Ships en ce sens fait office d’arche de Noé du folk indé, récupérant à son bord tous les ingrédients nécessaires à sa salvation. Toutes voiles hissées, les onze titres qui en découlent impressionnent et forcent le respect. Tout comme dans le St Pepper’s Lonely Hearts Club Band de qui vous savez, le projet est massif et l’hystérie collective. Ca part dans tous les sens et du déluge sonore qui semble sans ordre convenu émergent dans de nombreux instants de magie des mélodies contagieuses. Je vous entends venir, Danielson n’est pas les Beatles et son ambition n’est pas aussi pop. Et il faut s’accrocher au ponton pour pouvoir suivre ces digressions tout azimut. Changements de rythme, instruments maltraités, breaks inattendus, chant à la limite du suraigu, la tempête bat son plein. Et si le premier voyage peut donner le mal de mer, les suivants ne seront plus que jouissance contagieuse.
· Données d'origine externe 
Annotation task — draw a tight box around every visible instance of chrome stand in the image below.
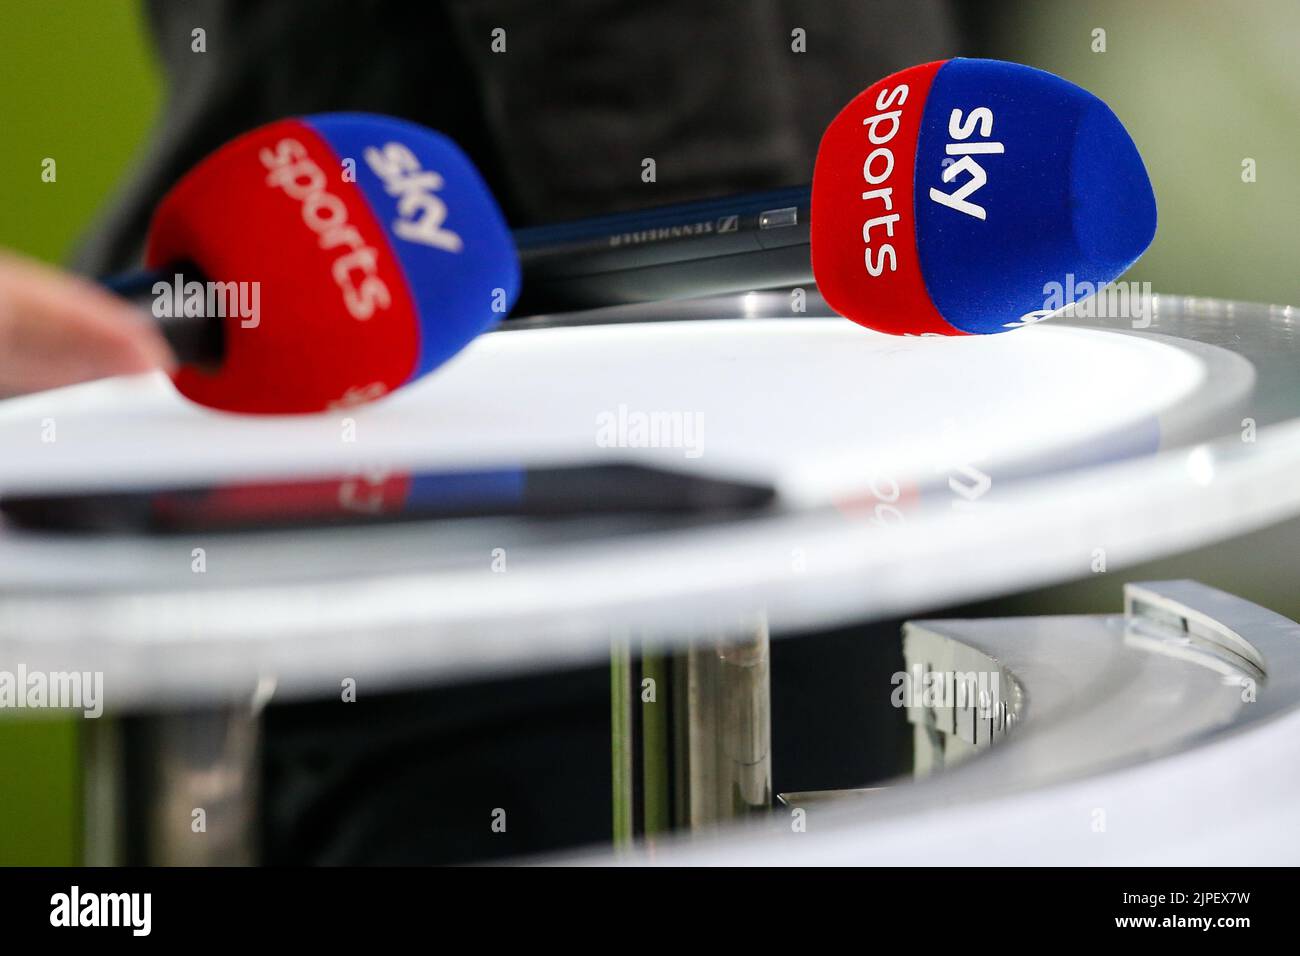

Tout en rupture et contrastes, Daniel Smith dirige instruments à vent en veux-tu en voilà, instruments jouets, chœurs de maternelle, glockenspiels et autres bizarreries en autant de titres voguant entre pop théâtrale et folk forain. Du déjà vu me direz-vous. Peut-être mais avec ce je ne sais quoi en plus, qui fascine et ensorcelle à chaque écoute. Parmi les sommets de ce disque, laissez vous aller à découvrir "Ship the majestic suffix", "Bloodbook on the half shell" ou "Five stars and two thumbs up". Si vous êtes pressés, contentez-vous de "Did I step on your trumpet", simple chef d’œuvre qui ne me rappelle à rien d’autre. Croisement total des genres, emphase, chœurs, final explosif, sensationnel ! C’est pas pour dire mais Pitchfork avait noté cet album 9,1. Ca ne veut rien dire mais bon, quand même… A noter que Danielson est revenu cette année avec Trying hartz, une double compilation à laquelle je n’ai pas encore jetée l’oreille.

En bref : Manifeste freak folk d’un artiste à son sommet. Difficile d’accès mais véritable caverne d’Ali baba pour ceux qui y reviennent.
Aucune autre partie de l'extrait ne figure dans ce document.